На обратном пути заехали в гости к моим родителям. Я сожалела о том, сколько им пришлось пережить и была благодарна за то, что и они не стали ни в чем винить Марка.
Как только мы сели пить чай в зале, Фокси запрыгнула Марку на колени и, громко мурлыкая, свернулась клубочком даже не пытаясь привычно залезть в тарелку.
— Вы что правда думаете снова провести торжество? — спросил папа.
— Конечно. Но только в сентябре, чтоб не было очень жарко, — подтвердил Марк. — Я не позволю, чтоб не осталось воспоминаний о таком событии.
Мы все рассмеялись. А я мысленно выдохнула, ведь раз Марк способен шутить, то он как минимум на пути к тому, чтоб простить себя. Возможно даже не только за случившееся со мной, но и за то, что не смог спасти своих товарищей тогда, восемь лет назад. Все потому, что столкнувшись с тем же врагом и расправившись с ним, он словно пережил те же события, но уже с другим исходом, закрыв наконец гештальт.

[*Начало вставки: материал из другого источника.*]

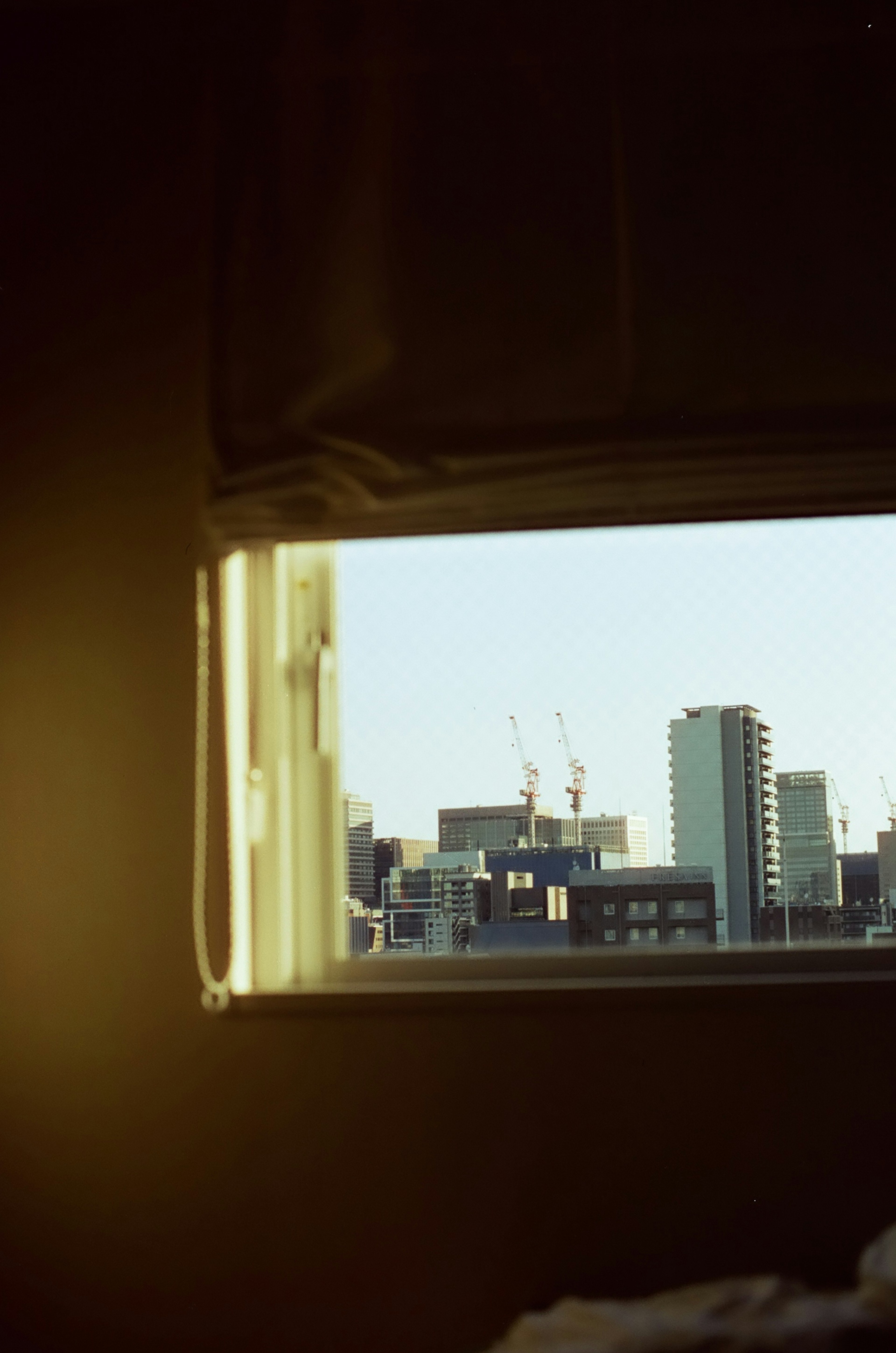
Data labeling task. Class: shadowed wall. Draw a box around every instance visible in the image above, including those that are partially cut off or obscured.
[0,8,896,1353]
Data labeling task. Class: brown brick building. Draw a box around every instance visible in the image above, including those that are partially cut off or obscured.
[760,905,851,944]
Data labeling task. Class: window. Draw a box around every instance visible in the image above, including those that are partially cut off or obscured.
[200,524,896,994]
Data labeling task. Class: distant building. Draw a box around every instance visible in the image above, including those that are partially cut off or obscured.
[439,802,554,851]
[342,793,376,906]
[669,705,780,944]
[485,846,596,888]
[581,813,650,869]
[836,855,888,906]
[505,885,566,921]
[776,770,842,906]
[841,901,893,944]
[566,866,716,950]
[470,920,569,955]
[877,832,896,898]
[489,869,532,921]
[373,836,439,905]
[760,904,845,944]
[346,902,382,955]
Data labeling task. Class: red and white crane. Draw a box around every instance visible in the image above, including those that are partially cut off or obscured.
[831,775,849,855]
[557,710,585,846]
[511,714,538,850]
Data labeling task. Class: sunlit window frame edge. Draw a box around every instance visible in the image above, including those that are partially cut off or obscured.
[208,517,896,1012]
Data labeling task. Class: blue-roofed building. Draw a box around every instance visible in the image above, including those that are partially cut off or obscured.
[485,846,600,888]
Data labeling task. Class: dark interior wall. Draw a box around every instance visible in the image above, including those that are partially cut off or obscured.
[0,10,896,1353]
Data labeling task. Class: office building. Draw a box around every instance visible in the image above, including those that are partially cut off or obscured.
[342,793,376,906]
[760,902,845,944]
[877,832,896,898]
[373,836,439,906]
[439,802,554,851]
[836,855,888,906]
[492,885,566,921]
[382,865,492,954]
[669,705,778,944]
[581,813,650,869]
[566,866,716,950]
[776,770,842,906]
[470,920,569,957]
[841,901,893,944]
[489,869,532,921]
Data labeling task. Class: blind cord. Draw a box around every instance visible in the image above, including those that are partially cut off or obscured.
[193,567,230,1011]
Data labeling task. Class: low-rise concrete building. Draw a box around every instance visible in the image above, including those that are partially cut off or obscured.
[760,904,846,944]
[566,866,716,948]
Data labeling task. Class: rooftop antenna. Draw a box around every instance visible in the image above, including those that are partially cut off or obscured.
[880,775,896,832]
[511,714,538,850]
[831,775,849,855]
[557,710,585,846]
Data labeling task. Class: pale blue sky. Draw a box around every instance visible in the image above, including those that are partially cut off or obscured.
[341,517,896,862]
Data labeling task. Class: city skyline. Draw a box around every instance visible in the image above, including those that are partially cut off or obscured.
[341,517,896,863]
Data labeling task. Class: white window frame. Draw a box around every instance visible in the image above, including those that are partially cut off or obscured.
[195,540,896,1008]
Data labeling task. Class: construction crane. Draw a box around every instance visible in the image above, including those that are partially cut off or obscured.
[831,775,849,855]
[557,710,585,846]
[511,714,538,850]
[880,775,896,832]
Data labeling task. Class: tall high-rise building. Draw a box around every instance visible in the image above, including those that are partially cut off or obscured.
[342,792,374,906]
[581,813,650,869]
[776,770,843,906]
[373,836,439,906]
[669,705,778,944]
[877,831,896,902]
[439,804,554,851]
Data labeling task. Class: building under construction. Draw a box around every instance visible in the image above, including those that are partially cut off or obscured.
[439,804,565,851]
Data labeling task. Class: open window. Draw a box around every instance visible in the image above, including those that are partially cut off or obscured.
[200,0,896,993]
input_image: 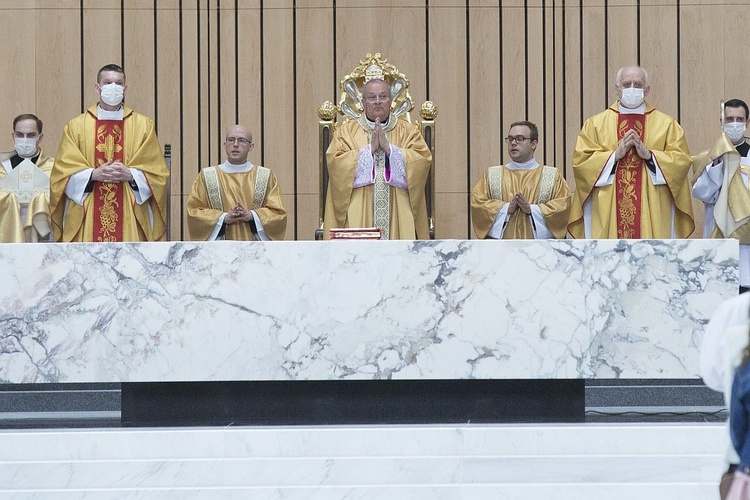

Свадьба и правда была в сентябре. Очень красивая и романтичная, как мы и мечтали. Но запомнилась она вовсе не красивым торжество, точнее не только им. Ведь мое утро невесты началось с двух полосок на тесте.
Поздним вечером, когда мы вместе с гостями стояли на лужайке у ресторана и готовились смотреть фейерверк, я рассказала об этом Марку.
— Марк, мы скоро станем родителями..
— В смысле? — расслабленное удовольствие сменилось на его лице удивлением и легкой растерянностью.
— В прямом смысле, Марк. Я беременна.
Засмеявшись, он подхватил меня на руки и закружил как раз в момент, когда в небо вспыхнуло всеми цветами радуги.
Эпилог
Десять лет спустя
Марк
У меня натурально тряслись руки. Вот вроде бы все это уже было, пусть и девять лет назад, и тогда детей было двое, а не один, а все равно, как впервые. Но я изо всех сил сохранял лицо потому, что на меня смотрели мои сыновья. А им нельзя видеть, что папка нервничает.
За эти часы я уже успел сосчитать все плитки на полу в коридоре и выпить четыре чашки кофе вперемешку с какими-то каплями. Кстати, сколько их прошло? Всего-то шесть, а по ощущениям все десять. Вот нехрен было слушать Леру с этими ее бабскими заморочками, что мужику не место на родах. Нет, если там что хоть на копейку что не так, я всем коновалам бошки снесу начиная от главного и они это знают. Но… И почему Лерка не согласилась на кесарево? Нет, она охуенно сексуальная, но ей все-таки уже тридцать девять лет. А это может быть проблемой для родов, хоть она и полностью здорова, я читал. Но нет же, ничего нет лучше естественных для ребенка. Она и близнецов рожала сама. Для здоровья. Типа.
Как же бесит невозможность все контролировать и хоть как-то влиять на процесс!
Из лифта вышел Андрюха. В одной руке подставка с картонными стаканчиками, в другой — какие-то бумажные пакеты с едой.
— Пацаны, налетаем! — крикнул он и Лева с Яром бросились к нему.
Не-ет, я все-таки херовый отец. Во времени потерялся и завтыкал, что пацанам давно уже пора пообедать. Не-ет, надо было их с Леркиными родителями оставить. И те бы не названивали по стопятьсот раз и сыновья были бы накормлены. Ну, захотели “с мамой”. Я их понимаю. Сам бы хотел “с мамой”. Причем в этом, как же его… Родильном зале, вот. Но нет, нельзя. Это, мол, зрелище не для мужиков. Короли заходили к королевам, когда те уже держали маленьких принцев на руках. Мы что в семнадцатом веке? Какие короли? И чего я там такого могу увидеть, чего раньше в жизни не видел?
— Поешь, — Андрюха с видом заботливого папки протянул мне круассан с торчащими из него какой-то травой и мясом и стакан с кофе.
— Отвали.
— Марк, не тупи. Это может часами длиться, сам знаешь. Давай-ка, пацанам пример показывай.
Я покосился на сыновей. Те успев проглотить пару кусков и утолив первый голод теперь напряженно сидели, тиская бутерброды и смотрели на долбанную зеленую дверь, никак не желающую открываться.
— Лева, Яр, ешьте, — сказал им и сам принялся жрать.
Вкуса не чувствовал, как и не понимал, проголодался или нет. Просто механически, кусал, жевал, глотал и запивал жидкостью из стакана, оказавшейся кофе с молоком.
— Ну че они так долго-то, а? — рявкнул, выбрасывая стаканчик в мусор. Медсестры на посту подскочили. — А если че не так?